Monday, January 3, 2011

Gorgon Stare Broadens UAV Surveillance

The Increment II pods will differ from Increment I, offering twice the area coverage and double the resolution by using separate EO and IR sensor balls—one of each on individual pods—being built, respectively, by BAE Systems and ITT Defense, says Mike Meermans, vice president of strategic planning at Sierra Nevada. Increment II will produce increased coverage and better resolution by packing a large number of small cameras—perhaps hundreds—into each sensor ball, he notes. Images from the Increment II EO cameras will be in color rather than black-and-white as in Increment I. Sierra Nevada is also designing Increment II with an open architecture to permit additional sensors—perhaps a synthetic aperture radar, for example—to be added to the pods, with the data they gather integrated into the Gorgon Stare video image by the onboard computer processors.

A Gorgon Stare pod set weighs substantially less than a Reaper’s 3,000-lb. payload capacity, but an MQ-9 carrying Gorgon Stare will fly unarmed because of electrical power limitations and stay aloft at 20,000-25,000 ft. for only 14-15 hr., several hours less than an armed MQ-9. Endurance is affected by drag from the pods, Marlin says.

Deptula says Gorgon Stare “changes the dynamic in terms of measuring ISR sufficiency” and is one reason he and other Air Force leaders pushed for the service to stop buying Predators, which can’t carry Gorgon Stare, as of Fiscal 2009. General Atomics Aeronautical Systems Inc. makes the Predator and Reaper. USAF’s goal has been to increase the number of daily combat air patrols (CAPS) flown by Predators and Reapers to 50 by the end of Fiscal 2011, Deptula says, and to 65 by Fiscal 2013, which would provide a maximum of 65 full-motion video images streaming at any one time from the UAVs. Fifty Reapers equipped with Gorgon Stare’s Increment II version, however, could provide hundreds of streaming images simultaneously and five times that many after stored images are processed, Deptula says. That calculation calls for rethinking the practice of measuring ISR sufficiency by counting CAPS, he argues.

“We have to get people to stop thinking about input measures—the number of platforms that are flown—and start thinking about output measures, that is, the received output from the entire system,” Deptula says. Ground troops “don’t care how many CAPS are being flown. What they care about is, are they getting increased situational awareness by what’s being flown?”
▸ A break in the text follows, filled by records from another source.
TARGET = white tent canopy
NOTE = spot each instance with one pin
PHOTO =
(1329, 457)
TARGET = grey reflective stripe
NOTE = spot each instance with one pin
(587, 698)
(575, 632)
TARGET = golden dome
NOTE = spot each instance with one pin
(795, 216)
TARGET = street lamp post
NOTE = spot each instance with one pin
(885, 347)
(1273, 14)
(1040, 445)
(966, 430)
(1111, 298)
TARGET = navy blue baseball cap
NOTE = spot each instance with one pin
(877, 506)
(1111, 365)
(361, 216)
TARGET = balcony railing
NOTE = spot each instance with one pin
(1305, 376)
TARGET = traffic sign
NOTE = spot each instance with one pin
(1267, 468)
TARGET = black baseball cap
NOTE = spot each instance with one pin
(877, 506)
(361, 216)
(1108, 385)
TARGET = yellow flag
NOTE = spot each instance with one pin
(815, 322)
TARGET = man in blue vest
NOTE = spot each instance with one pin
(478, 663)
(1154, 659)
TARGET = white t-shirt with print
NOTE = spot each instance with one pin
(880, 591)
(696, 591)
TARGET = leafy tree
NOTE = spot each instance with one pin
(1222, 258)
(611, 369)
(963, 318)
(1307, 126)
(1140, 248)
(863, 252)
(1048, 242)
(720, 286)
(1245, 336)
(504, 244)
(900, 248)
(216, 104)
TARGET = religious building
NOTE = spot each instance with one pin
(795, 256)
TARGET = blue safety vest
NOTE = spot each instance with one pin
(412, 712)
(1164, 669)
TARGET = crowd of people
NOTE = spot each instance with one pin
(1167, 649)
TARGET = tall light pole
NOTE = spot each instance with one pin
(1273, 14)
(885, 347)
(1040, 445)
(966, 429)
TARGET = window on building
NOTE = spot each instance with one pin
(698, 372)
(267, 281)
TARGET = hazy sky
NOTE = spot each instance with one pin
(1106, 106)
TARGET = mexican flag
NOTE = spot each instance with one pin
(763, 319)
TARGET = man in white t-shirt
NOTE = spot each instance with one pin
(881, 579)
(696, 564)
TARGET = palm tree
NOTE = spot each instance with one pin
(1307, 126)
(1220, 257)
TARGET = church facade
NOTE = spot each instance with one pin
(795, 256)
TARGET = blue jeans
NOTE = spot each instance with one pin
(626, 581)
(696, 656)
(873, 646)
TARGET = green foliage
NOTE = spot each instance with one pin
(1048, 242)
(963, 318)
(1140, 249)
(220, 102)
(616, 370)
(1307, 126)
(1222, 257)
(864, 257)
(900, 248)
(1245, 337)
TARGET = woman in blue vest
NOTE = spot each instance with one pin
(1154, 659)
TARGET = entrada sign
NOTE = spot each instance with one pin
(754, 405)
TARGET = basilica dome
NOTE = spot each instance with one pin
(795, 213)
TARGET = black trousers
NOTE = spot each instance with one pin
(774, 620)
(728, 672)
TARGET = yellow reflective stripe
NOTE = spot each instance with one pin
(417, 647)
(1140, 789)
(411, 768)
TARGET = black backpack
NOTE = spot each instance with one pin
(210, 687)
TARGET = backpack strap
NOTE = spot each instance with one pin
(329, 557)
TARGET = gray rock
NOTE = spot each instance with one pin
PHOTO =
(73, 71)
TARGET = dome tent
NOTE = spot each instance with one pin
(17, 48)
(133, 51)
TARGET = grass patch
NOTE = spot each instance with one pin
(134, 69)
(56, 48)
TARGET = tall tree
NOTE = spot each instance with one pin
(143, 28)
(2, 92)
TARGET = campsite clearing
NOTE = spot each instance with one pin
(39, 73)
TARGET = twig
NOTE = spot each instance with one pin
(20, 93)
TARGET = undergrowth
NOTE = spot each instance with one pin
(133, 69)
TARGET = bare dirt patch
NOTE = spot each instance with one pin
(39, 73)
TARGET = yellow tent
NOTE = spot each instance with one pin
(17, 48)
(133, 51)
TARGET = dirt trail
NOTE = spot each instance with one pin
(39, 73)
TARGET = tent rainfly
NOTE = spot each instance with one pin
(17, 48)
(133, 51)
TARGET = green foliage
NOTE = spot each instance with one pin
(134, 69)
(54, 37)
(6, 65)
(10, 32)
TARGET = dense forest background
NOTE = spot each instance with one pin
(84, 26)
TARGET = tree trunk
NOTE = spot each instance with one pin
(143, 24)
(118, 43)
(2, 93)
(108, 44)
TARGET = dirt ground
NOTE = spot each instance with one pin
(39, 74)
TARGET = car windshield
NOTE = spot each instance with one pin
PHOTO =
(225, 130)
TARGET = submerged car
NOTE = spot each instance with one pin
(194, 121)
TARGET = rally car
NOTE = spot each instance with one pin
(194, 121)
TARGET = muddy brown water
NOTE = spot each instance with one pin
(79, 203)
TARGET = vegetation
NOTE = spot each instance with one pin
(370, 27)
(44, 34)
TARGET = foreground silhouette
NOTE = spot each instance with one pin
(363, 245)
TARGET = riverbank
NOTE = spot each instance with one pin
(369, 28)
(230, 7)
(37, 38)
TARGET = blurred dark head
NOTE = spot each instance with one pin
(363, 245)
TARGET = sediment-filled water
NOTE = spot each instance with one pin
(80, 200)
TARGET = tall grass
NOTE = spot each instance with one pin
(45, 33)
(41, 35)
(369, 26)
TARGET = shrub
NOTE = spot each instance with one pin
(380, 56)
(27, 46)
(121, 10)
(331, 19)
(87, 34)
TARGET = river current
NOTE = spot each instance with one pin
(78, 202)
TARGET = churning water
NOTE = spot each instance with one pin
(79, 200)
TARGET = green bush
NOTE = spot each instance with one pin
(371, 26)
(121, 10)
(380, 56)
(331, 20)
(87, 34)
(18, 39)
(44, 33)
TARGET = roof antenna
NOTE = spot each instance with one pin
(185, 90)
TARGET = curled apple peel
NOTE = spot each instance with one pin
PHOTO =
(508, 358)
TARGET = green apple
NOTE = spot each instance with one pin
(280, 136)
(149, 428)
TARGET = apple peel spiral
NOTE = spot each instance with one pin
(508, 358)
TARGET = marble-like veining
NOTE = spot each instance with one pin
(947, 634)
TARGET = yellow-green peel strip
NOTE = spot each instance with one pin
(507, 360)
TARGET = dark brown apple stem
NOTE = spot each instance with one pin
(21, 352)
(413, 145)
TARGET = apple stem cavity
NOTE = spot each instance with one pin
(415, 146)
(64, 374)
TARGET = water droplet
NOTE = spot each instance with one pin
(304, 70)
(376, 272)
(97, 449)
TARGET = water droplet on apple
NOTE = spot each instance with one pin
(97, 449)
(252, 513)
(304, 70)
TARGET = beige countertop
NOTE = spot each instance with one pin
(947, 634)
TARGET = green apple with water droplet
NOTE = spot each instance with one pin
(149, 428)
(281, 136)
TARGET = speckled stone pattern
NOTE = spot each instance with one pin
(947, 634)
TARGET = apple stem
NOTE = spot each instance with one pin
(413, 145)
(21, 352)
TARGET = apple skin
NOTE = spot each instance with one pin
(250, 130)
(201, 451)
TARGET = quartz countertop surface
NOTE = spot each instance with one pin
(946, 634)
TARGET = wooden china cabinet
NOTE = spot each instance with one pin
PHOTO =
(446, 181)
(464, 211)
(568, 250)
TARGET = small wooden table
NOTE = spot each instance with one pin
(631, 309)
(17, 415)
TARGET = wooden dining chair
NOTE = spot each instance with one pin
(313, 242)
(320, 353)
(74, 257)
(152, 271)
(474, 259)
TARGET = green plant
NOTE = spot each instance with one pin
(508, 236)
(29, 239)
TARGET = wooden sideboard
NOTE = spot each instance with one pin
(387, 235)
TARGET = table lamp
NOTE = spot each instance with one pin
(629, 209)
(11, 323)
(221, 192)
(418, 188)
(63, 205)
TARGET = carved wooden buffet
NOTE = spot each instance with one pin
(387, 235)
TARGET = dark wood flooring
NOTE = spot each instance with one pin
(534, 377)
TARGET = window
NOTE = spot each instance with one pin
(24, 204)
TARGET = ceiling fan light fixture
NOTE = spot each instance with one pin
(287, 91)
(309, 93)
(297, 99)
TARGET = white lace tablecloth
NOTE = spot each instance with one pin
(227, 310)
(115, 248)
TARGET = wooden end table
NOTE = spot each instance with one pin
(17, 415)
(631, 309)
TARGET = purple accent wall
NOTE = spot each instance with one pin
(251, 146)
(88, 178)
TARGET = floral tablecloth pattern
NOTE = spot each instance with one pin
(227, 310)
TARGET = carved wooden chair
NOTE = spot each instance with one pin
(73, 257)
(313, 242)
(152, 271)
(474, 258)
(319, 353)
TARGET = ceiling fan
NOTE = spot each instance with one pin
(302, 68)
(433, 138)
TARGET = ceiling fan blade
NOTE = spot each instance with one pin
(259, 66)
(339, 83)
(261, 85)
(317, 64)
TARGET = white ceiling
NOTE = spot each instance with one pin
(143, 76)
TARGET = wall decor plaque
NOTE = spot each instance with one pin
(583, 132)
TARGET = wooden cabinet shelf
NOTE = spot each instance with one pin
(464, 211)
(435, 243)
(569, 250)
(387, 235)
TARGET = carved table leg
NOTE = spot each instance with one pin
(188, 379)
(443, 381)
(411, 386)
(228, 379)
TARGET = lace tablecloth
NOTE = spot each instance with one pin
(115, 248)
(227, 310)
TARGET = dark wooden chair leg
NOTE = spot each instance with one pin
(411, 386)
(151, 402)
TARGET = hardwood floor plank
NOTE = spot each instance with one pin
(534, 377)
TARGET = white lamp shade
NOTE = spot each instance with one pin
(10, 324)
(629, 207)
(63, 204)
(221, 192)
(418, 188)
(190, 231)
The Air Force has 53 Reapers and plans to buy 329 in all. There is no official connection between the programs, but Gorgon Stare also could be carried on a future unmanned aircraft known as Magic, an acronym for Medium-Altitude Global ISR and Communications, being designed to fly for five days at 20,000 ft. with a 1,000-lb. payload. Magic is being developed by Aurora Flight Sciences under a $4.7-million contract awarded Sept. 15 by the Air Force Research Laboratory. Aurora will use its Orion Unmanned Aerial System as the airframe for Magic.